If Madrid punishes the Generalitat for conducting a peaceful democratic enterprise, following the Spanish police's own recent brutality in Barcelona, that will be a gift to the separatists.

I'm not at all sure this reading of Irish history is correct actually. It seems to have become a generally accepted meme that the execution of the leaders of the Easter Rising turned a peaceful, Home Rule wanting population towards armed Irish Republicanism, but when you look at that period of history in any detail there's scant evidence for it. Closer to the truth I think is that the executions formed a rallying point for a population who were already in sympathy with the Rising, just as internment did in the North in the early 1970s.

And just as the actions of the Spanish police will probably do in Catalonia.
 
I'm not at all sure this reading of Irish history is correct actually.

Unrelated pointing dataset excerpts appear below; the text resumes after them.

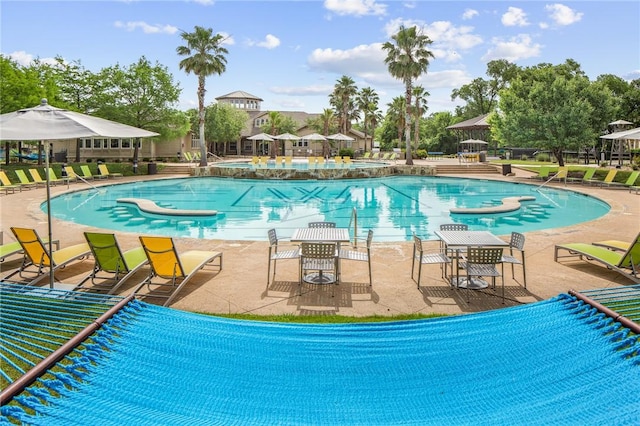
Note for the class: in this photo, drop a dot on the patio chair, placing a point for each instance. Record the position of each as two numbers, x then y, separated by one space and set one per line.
104 171
319 257
588 175
115 265
321 225
628 183
423 258
607 179
38 262
7 185
25 182
276 254
626 263
358 255
516 243
53 179
479 262
86 173
171 270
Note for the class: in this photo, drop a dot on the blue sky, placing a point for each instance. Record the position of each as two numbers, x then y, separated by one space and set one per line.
291 53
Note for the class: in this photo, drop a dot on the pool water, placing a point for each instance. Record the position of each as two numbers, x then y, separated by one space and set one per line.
394 207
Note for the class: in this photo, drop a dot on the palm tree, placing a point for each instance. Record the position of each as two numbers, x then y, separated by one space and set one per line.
327 119
204 57
368 104
419 108
342 99
407 59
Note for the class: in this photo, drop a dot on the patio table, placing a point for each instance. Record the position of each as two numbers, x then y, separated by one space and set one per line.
321 235
460 240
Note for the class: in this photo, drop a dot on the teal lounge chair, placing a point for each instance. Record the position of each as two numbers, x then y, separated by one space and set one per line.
114 265
626 263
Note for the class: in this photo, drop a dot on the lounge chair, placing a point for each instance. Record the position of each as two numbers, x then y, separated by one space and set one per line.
86 173
115 265
626 263
7 185
607 179
104 171
588 175
176 270
24 180
627 184
36 256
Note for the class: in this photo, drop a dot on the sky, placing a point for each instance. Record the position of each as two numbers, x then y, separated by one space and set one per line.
292 53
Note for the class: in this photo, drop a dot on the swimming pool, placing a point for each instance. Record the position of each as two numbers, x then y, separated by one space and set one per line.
394 207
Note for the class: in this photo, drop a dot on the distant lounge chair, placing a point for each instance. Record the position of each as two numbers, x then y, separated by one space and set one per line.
24 180
109 259
607 179
627 184
6 183
626 263
175 270
37 256
104 171
588 175
86 173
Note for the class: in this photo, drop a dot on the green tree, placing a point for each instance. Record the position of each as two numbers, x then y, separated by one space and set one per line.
546 108
343 100
205 56
367 103
143 95
224 124
407 59
419 109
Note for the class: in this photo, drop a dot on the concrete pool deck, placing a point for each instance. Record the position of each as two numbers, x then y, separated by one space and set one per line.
241 287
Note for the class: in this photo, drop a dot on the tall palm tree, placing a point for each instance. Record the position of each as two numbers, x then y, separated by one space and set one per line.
368 104
327 118
407 59
419 108
204 56
342 99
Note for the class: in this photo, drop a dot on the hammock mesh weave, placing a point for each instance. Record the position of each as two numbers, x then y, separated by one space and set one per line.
553 362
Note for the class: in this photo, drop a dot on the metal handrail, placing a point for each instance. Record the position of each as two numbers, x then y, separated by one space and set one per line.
354 220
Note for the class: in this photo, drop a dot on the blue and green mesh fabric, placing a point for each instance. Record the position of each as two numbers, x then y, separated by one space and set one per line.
553 362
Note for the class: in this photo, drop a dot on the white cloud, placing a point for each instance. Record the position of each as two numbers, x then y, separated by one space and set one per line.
269 42
563 15
515 17
146 28
355 7
25 59
311 90
469 13
513 49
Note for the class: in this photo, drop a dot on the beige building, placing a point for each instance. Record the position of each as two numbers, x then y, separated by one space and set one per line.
116 149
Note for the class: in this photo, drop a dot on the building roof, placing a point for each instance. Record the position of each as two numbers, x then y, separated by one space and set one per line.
479 122
239 94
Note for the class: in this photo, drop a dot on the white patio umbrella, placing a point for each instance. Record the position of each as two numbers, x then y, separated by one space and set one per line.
46 122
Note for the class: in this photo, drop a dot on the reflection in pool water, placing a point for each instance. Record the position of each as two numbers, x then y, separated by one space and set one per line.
394 207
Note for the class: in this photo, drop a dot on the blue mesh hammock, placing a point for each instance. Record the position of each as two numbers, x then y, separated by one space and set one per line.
553 362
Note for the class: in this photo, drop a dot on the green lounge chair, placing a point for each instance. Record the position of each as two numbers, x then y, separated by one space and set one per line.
6 183
24 180
112 266
38 261
626 263
588 175
627 184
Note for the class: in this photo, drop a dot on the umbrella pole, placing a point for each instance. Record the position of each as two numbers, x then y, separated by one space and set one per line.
50 242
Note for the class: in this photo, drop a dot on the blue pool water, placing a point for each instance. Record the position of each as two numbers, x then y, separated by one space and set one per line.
394 207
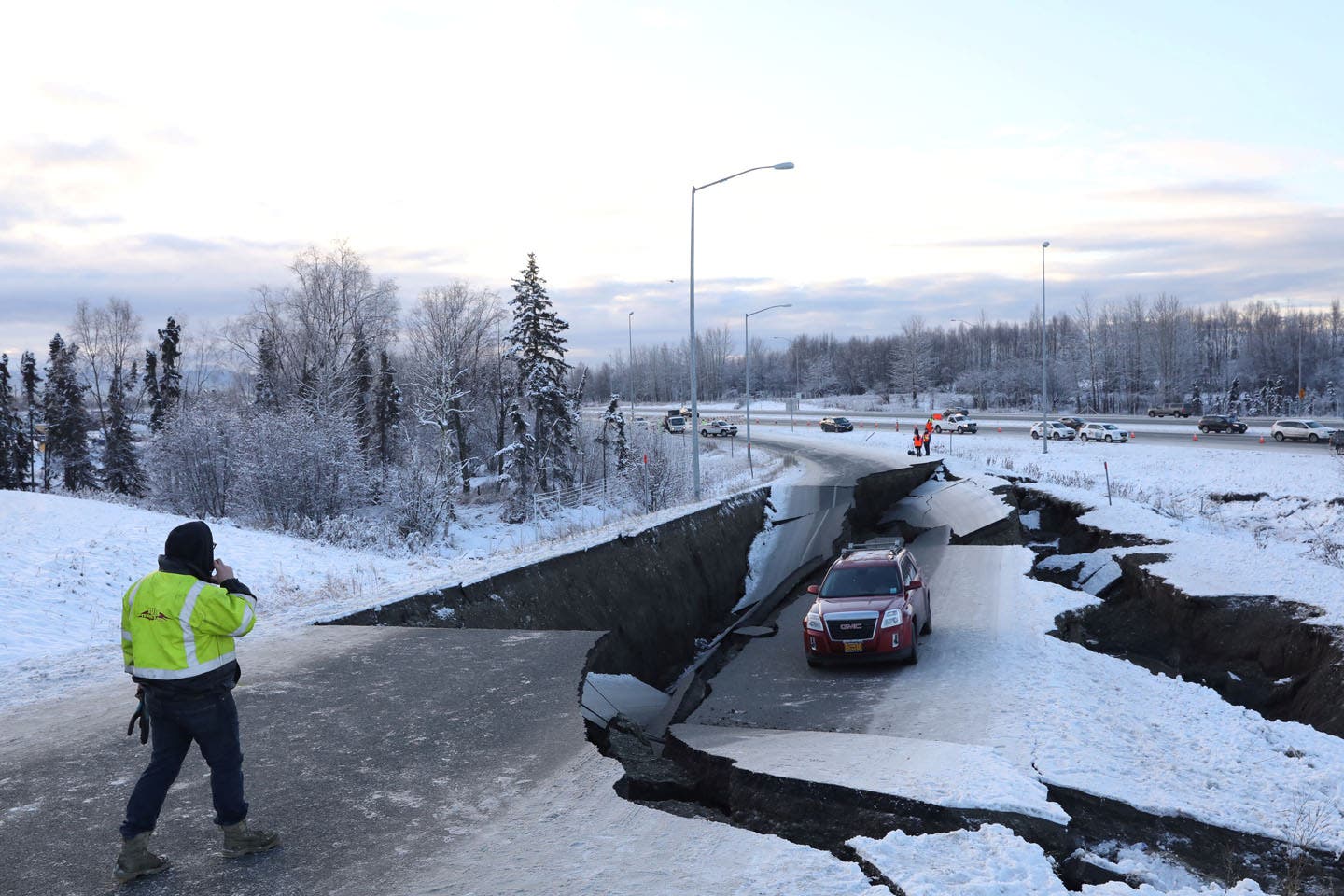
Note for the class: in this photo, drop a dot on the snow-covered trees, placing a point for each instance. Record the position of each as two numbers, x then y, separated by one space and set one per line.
192 458
387 407
296 467
538 349
451 333
121 470
67 421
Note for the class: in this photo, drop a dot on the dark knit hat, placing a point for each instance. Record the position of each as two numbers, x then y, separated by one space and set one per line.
194 544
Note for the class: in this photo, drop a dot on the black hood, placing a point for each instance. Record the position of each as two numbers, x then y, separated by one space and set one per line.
189 547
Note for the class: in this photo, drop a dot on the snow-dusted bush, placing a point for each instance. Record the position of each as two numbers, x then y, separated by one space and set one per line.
295 467
194 458
418 497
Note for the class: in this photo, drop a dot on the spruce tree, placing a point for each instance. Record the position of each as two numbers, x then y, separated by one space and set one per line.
362 382
518 467
121 470
156 399
170 375
387 407
538 349
28 382
268 372
11 433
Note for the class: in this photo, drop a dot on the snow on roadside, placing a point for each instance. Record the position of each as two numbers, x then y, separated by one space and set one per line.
72 559
935 773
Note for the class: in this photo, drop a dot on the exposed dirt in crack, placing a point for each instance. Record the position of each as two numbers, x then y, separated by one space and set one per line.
1257 651
1142 620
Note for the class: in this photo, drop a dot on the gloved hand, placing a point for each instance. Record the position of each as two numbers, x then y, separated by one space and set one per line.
141 716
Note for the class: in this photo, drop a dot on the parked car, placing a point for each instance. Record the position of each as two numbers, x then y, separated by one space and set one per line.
1102 433
955 424
1057 431
873 605
1300 428
1169 410
720 427
836 425
1219 424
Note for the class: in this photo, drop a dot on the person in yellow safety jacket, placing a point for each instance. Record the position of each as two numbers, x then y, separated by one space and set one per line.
177 629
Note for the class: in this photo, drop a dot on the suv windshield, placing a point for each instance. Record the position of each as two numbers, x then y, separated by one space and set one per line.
861 581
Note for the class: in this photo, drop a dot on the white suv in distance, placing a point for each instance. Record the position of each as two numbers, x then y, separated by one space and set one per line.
1309 430
1102 433
1057 431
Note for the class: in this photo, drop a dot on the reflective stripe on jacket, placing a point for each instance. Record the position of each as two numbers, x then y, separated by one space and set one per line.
176 626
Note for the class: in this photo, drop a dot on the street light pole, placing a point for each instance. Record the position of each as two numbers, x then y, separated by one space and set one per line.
746 337
1044 383
695 397
797 379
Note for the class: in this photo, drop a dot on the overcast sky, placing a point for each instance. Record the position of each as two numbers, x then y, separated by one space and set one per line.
179 155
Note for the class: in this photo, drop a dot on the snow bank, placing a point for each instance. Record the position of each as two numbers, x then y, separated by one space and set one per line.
989 861
993 861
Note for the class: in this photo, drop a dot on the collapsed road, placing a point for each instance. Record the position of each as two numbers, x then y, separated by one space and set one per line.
465 751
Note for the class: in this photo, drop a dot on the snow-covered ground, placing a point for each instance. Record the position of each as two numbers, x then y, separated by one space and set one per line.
1303 513
64 565
993 861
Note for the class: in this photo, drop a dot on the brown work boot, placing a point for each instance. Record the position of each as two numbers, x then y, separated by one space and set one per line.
136 860
241 840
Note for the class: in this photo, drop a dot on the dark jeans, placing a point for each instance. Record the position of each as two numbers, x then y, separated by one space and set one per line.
213 723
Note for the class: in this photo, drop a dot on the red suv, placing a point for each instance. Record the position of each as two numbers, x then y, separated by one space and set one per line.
873 605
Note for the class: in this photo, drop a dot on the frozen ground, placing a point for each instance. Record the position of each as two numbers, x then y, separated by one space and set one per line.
993 861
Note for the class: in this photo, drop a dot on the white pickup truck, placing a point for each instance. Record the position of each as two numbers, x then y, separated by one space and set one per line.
720 427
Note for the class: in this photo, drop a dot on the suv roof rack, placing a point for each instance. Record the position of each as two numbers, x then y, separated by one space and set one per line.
890 546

It seems to have become a generally accepted meme that the execution of the leaders of the Easter Rising turned a peaceful, Home Rule wanting population towards armed Irish Republicanism, but when you look at that period of history in any detail there's scant evidence for it. Closer to the truth I think is that the executions formed a rallying point for a population who were already in sympathy with the Rising, just as internment did in the North in the early 1970s.

And just as the actions of the Spanish police will probably do in Catalonia.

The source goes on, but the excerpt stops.